Figure It Out: Essays
by Wayne Koestenbaum
Soft Skull Press, US$16.95 pb, 288 pp
The cultural critic, poet, and musician Wayne Koestenbaum is pooped. He is ready for his writing to assume its ‘corpse pose’, to expire and become obsolete. Over the course of a thirty-year writing career marked by a lively enthusiasm for culture and celebrity, the author has often shown his attraction to acts of disappearance – his admiration, for example, of artists who retire relatively young (e.g. Audrey Hepburn and Brigitte Bardot, or poets Arthur Rimbaud and pre-comeback George Oppen). Perhaps more compelling to Koestenbaum, though, are those cultural figures who retire into careers; those who make work of indolence. In this group, there are Henry Thoreau at Walden Pond and Walt Whitman loafing in New York.

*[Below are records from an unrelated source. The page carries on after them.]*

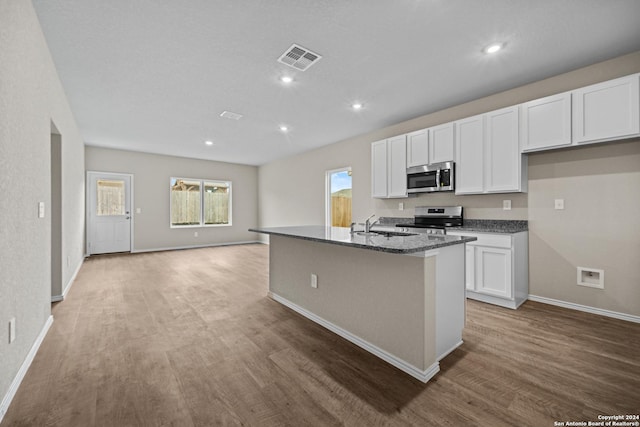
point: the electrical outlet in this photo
(12, 330)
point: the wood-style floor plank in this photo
(189, 338)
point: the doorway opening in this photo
(56, 214)
(339, 197)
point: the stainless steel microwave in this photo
(431, 178)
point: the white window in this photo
(200, 202)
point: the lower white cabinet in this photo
(497, 268)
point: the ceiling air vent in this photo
(299, 58)
(230, 115)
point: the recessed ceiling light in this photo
(493, 48)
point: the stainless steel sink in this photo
(385, 233)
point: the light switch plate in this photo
(12, 330)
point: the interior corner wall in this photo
(151, 177)
(557, 243)
(31, 98)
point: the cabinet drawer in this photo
(484, 239)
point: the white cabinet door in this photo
(441, 143)
(493, 271)
(546, 123)
(607, 111)
(397, 166)
(502, 151)
(418, 148)
(470, 267)
(379, 169)
(469, 135)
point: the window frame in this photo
(327, 197)
(202, 182)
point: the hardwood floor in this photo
(189, 338)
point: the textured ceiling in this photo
(154, 75)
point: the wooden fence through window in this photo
(185, 207)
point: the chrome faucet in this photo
(368, 224)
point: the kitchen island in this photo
(401, 298)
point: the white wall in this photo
(31, 99)
(558, 243)
(152, 173)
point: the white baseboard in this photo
(13, 388)
(446, 353)
(585, 308)
(65, 291)
(421, 375)
(209, 245)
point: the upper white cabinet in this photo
(607, 111)
(379, 169)
(469, 155)
(418, 148)
(389, 168)
(546, 123)
(488, 158)
(504, 169)
(433, 145)
(441, 143)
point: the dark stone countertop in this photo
(505, 226)
(380, 243)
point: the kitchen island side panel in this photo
(377, 296)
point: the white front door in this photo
(108, 213)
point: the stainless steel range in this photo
(433, 219)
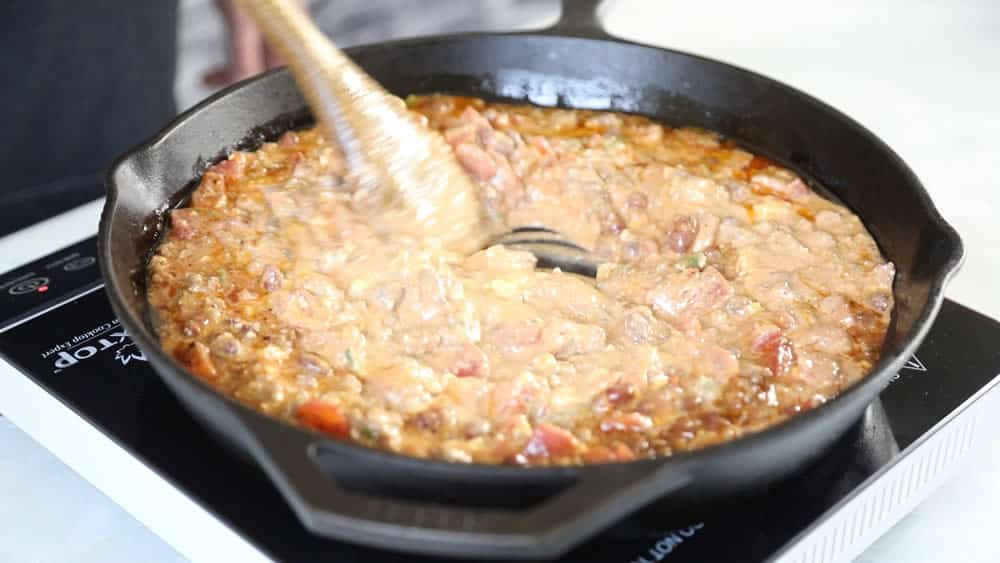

There are Jackie Onassis and Andy Warhol, whose iconic yet ephemeral life-as-art sensibilities are the subjects of his star-hagiographies Jackie Under My Skin (1995) and Andy Warhol (2001). And, probably the author’s nearest literary precursors, there are the poet–art critics Frank O’Hara, James Schuyler, and John Ashbery – all various Bartlebys in Manhattan whose prodigious output and cultural appetites evince a cruisy idleness. In these figures, Koestenbaum savours the coupling of productivity and lethargy, writing and not-writing, being and nothingness.